Karena itu pula, agak mengagetkan ada tokoh Indonesia, purnawirawan jenderal, menyebut bahwa apa yang terjadi antara Palestina dan Israel ialah urusan mereka, bukan urusan Indonesia. Selain ahistoris, pernyataan seperti itu sama seperti hendak mencabut salah satu dari paru-paru atau jantung dari tubuh kita. Saya mencoba berbaik sangka bahwa pernyataan itu semata mengajak kita untuk memprioritaskan kepentingan dalam negeri ketimbang urusan luar negeri yang 'jauh'. Namun, tetap saja pernyataan itu mengganggu.
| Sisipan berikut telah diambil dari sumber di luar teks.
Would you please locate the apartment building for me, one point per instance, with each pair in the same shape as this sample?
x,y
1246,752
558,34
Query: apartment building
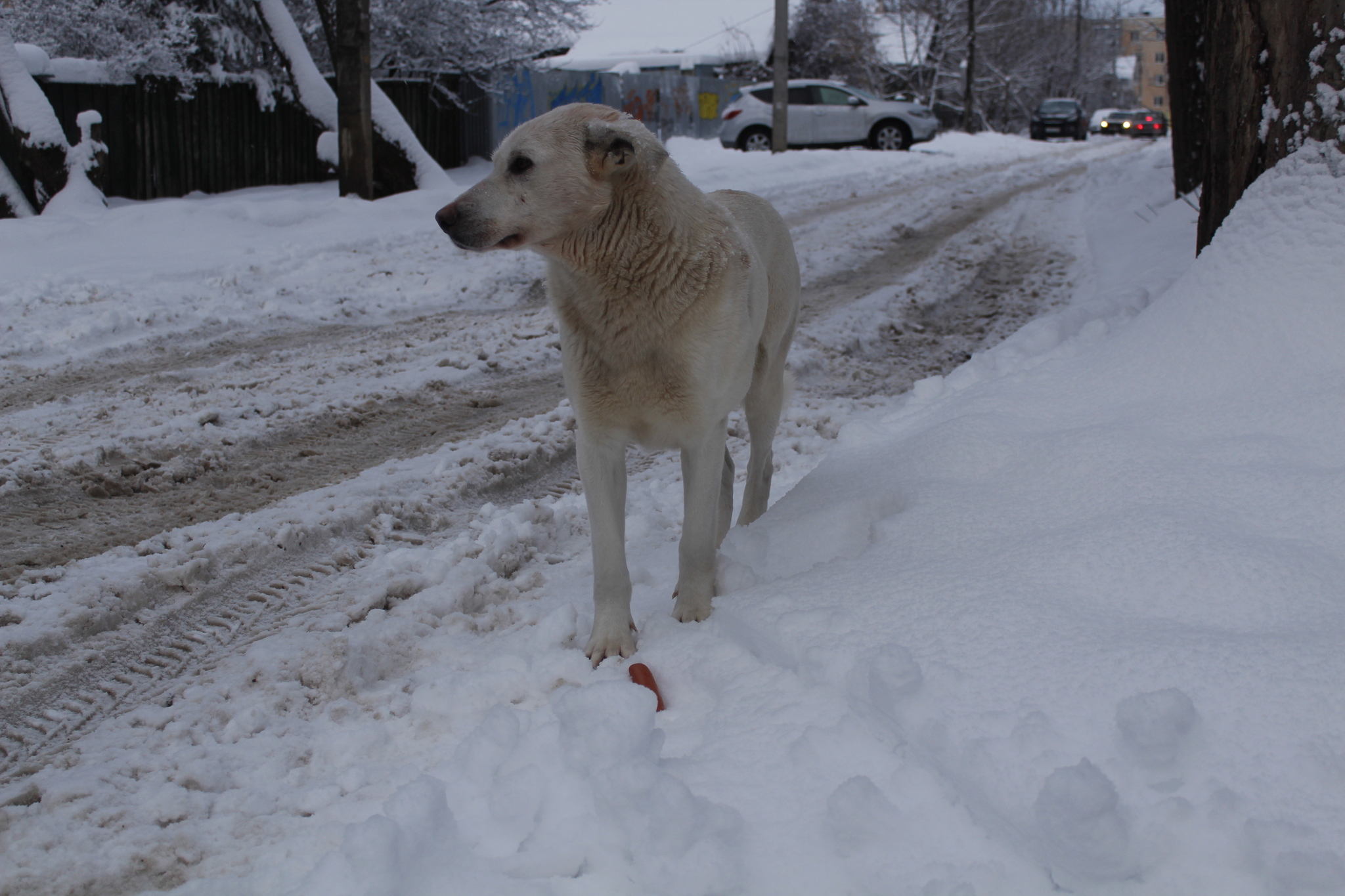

Untungnya, pemerintah Indonesia konsisten tak pernah mau mengakui negara Israel yang diproklamasikan David Ben-Gurion pada 14 Mei 1948 karena merampas tanah rakyat Palestina. Itulah sebabnya sejak zaman Bung Karno, Indonesia tak pernah membuka hubungan diplomatik dengan Israel. Prinsip Indonesia, 'penjajahan di atas dunia harus dihapuskan karena tidak sesuai dengan petikemanusiaan dan perikeadilan'.
Beragam rayuan Israel pun tak pernah membuat Indonesia beringsut dari sikap menolak penjajahan Israel. Seperti yang baru-baru ini terjadi, saat pemerintahan Presiden Amerika Serikat Donald Trump, pada Desember 2020, menjanjikan bantuan pembangunan hingga US$2 miliar (Rp28 triliun) jika Indonesia mau membuka hubungan diplomatik dengan Israel. Pernyataan tersebut dilontarkan pejabat top pemerintahan Trump, Adam Boehler, kepada Bloomberg yang dipublikasikan pada 22 Desember 2020. Pernyataan Boehler juga dikutip media Israel, The Times of Israel.
Pemerintah menegaskan bahwa Indonesia tetap tidak akan membuka hubungan diplomatik dengan Israel. Kepastian soal itu telah disampaikan berulang kali oleh Presiden Jokowi. Jauh sebelum itu, rayuan Israel juga pernah disampaikan. Sejarawan dan peneliti Greg Barton dan Colin Rubenstein menceritakan bagaimana Israel merayu pemimpin Indonesia, Soekarno dan Hatta, untuk mengakui kemerdekaan Israel.
Dalam jurnal bertema Indonesia and Israel: A Relationship in Waiting (2005) kedua peneliti tersebut mengisahkan, pada Desember 1949, Presiden Chaim Weizmann dan Perdana Menteri David Ben-Gurion mengirim telegram kepada Soekarno-Hatta berisi ucapan selamat atas penyerahan kedaulatan Indonesia.
Pada Januari 1950, Menteri Luar Negeri Moshe Sharett mengirimkan pesan bahwa negara Yahudi itu telah memberikan pengakuan penuh kemerdekaan Indonesia. Saat menerima pesan tersebut, Soekarno menyerahkan keputusan untuk membalas ucapan itu kepada Hatta. Hatta pun menanggapi pesan Sharett dan Ben-Gurion hanya dengan ucapan terima kasih, tetapi tetap tanpa pengakuan diplomatik.
Menanggapi keengganan Indonesia, Sharett kembali menulis surat kepada Hatta soal rencana pengiriman misi persahabatan ke Indonesia. Lagi-lagi, rencana itu pun direspons Hatta dengan sopan bahwa agenda itu tidak dibutuhkan.
Jantung dan paru-paru itu kini kembali menyatu, memompakan oksigen ke sekujur tubuh dunia, membawa pesan bahwa kemerdekaan ialah hak segala bangsa, termasuk Palestina. Kekerasan, kebrutalan harus diakhiri dengan perdamaian abadi dan tata dunia yang adil bagi Palestina.